The NAO report discussed the early moves towards the Cabinet Office’s examination of clusters, saying that to address skills shortages and other challenges, the Cabinet Office’s March 2016 review proposed pooling the government’s 73 existing security teams. The report suggested that central government will now adopt four security clusters across all departments to deliver vetting, cyber and physical security services and to communicate best practice and education for staff and boards.
The NAO does point out that ultimately, departments themselves remain responsible for their own information, and are best placed to manage risks and be accountable to parliament for information breaches. So managing the risks within a cluster governance structure will need further explanation, the report argued.
The NAO suggested that protecting information while re-designing public services and introducing new technology to support them is a complex challenge for government.
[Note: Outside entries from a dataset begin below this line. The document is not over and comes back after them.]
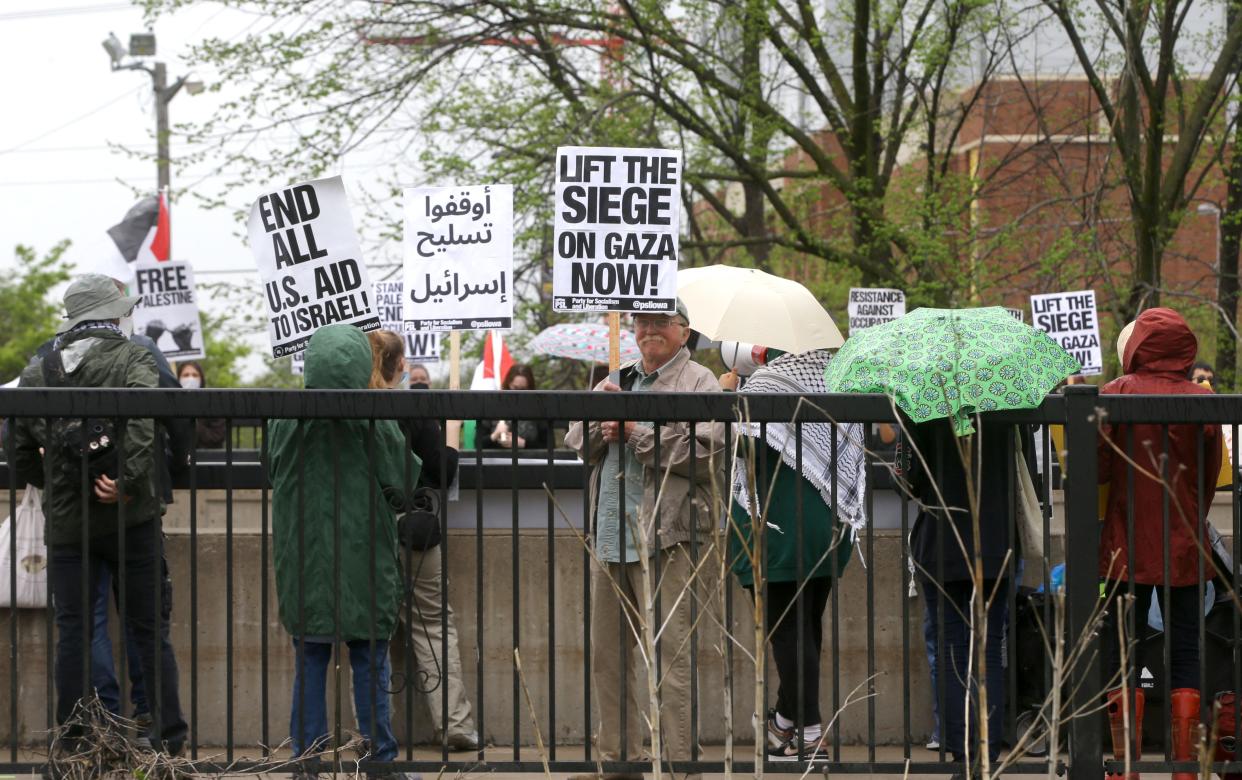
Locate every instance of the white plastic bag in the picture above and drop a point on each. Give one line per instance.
(31, 555)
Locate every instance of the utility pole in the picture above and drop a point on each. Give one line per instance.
(143, 45)
(163, 96)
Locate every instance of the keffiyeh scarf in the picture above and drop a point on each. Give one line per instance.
(804, 374)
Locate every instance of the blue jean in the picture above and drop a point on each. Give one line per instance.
(311, 675)
(103, 675)
(143, 557)
(954, 662)
(929, 640)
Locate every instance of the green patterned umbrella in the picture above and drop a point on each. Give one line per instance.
(951, 363)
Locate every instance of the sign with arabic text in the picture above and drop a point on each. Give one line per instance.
(458, 257)
(617, 220)
(309, 262)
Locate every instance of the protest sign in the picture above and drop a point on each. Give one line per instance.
(458, 257)
(873, 306)
(389, 303)
(1069, 318)
(617, 214)
(309, 262)
(168, 308)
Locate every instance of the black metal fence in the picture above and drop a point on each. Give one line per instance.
(525, 605)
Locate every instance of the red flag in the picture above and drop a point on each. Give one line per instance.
(497, 360)
(163, 235)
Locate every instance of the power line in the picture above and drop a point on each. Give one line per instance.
(75, 121)
(67, 11)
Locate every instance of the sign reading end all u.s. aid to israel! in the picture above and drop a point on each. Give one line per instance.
(617, 215)
(309, 262)
(458, 257)
(1069, 319)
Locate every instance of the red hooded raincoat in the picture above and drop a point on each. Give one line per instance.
(1156, 360)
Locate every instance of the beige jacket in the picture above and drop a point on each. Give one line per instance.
(673, 499)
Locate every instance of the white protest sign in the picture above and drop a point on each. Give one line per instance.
(873, 306)
(1069, 318)
(168, 309)
(422, 347)
(616, 229)
(309, 261)
(458, 257)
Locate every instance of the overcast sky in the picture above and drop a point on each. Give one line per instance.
(65, 106)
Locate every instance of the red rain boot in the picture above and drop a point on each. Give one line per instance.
(1226, 718)
(1117, 723)
(1185, 729)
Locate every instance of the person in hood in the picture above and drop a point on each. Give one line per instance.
(1156, 359)
(337, 486)
(83, 522)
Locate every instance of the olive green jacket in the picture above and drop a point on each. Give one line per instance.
(96, 358)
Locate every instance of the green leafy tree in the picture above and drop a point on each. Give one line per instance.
(794, 117)
(29, 314)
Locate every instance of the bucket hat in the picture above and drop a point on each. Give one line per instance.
(95, 296)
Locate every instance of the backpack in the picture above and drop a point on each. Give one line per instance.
(80, 444)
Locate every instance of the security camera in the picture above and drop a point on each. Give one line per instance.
(114, 47)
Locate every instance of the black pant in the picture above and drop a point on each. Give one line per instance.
(143, 566)
(955, 663)
(783, 625)
(1183, 630)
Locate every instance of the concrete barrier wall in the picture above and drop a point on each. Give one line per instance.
(205, 693)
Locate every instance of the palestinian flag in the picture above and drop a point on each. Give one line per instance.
(496, 364)
(143, 236)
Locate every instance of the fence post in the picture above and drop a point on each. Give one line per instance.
(1082, 578)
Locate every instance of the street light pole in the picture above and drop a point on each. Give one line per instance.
(159, 76)
(142, 45)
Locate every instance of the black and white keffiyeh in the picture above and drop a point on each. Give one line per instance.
(804, 373)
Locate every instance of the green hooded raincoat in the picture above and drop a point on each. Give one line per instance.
(327, 473)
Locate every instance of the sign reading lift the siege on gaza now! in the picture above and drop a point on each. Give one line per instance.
(458, 257)
(309, 261)
(617, 215)
(1071, 321)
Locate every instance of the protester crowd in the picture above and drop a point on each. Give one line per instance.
(354, 509)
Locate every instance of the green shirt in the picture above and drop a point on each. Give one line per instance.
(607, 509)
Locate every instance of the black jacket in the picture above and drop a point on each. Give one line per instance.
(991, 450)
(427, 442)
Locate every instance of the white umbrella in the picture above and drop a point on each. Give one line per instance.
(745, 304)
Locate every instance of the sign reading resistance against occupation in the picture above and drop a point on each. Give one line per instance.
(458, 257)
(168, 309)
(1069, 319)
(617, 214)
(873, 306)
(419, 347)
(309, 261)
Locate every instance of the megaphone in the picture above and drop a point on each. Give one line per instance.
(744, 358)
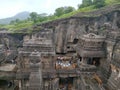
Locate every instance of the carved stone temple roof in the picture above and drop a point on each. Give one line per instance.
(91, 45)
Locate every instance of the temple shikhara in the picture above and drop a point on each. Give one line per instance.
(77, 53)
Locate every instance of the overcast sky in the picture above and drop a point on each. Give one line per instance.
(10, 8)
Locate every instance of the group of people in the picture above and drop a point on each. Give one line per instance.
(62, 63)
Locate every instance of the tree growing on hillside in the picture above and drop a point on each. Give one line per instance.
(85, 3)
(99, 3)
(63, 10)
(34, 16)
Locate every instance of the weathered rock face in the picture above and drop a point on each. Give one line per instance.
(68, 30)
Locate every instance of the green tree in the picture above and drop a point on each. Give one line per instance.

To achieve this, the centre of government requires departments to risk manage their information, but few departments have the skills and expertise to achieve this by themselves.
Responding to the NAO report in a blog, the Securestorm security consultancy argued that while the proposed security pilot would counter the lack of skills and expertise in departments in the short term, it doesn’t support the wider public sector. It argued that the only effective solution is to reduce the complexity and effort required to pragmatically manage information risks, as longer term plans such as increasing the security talent pool via education, take time to bear fruit.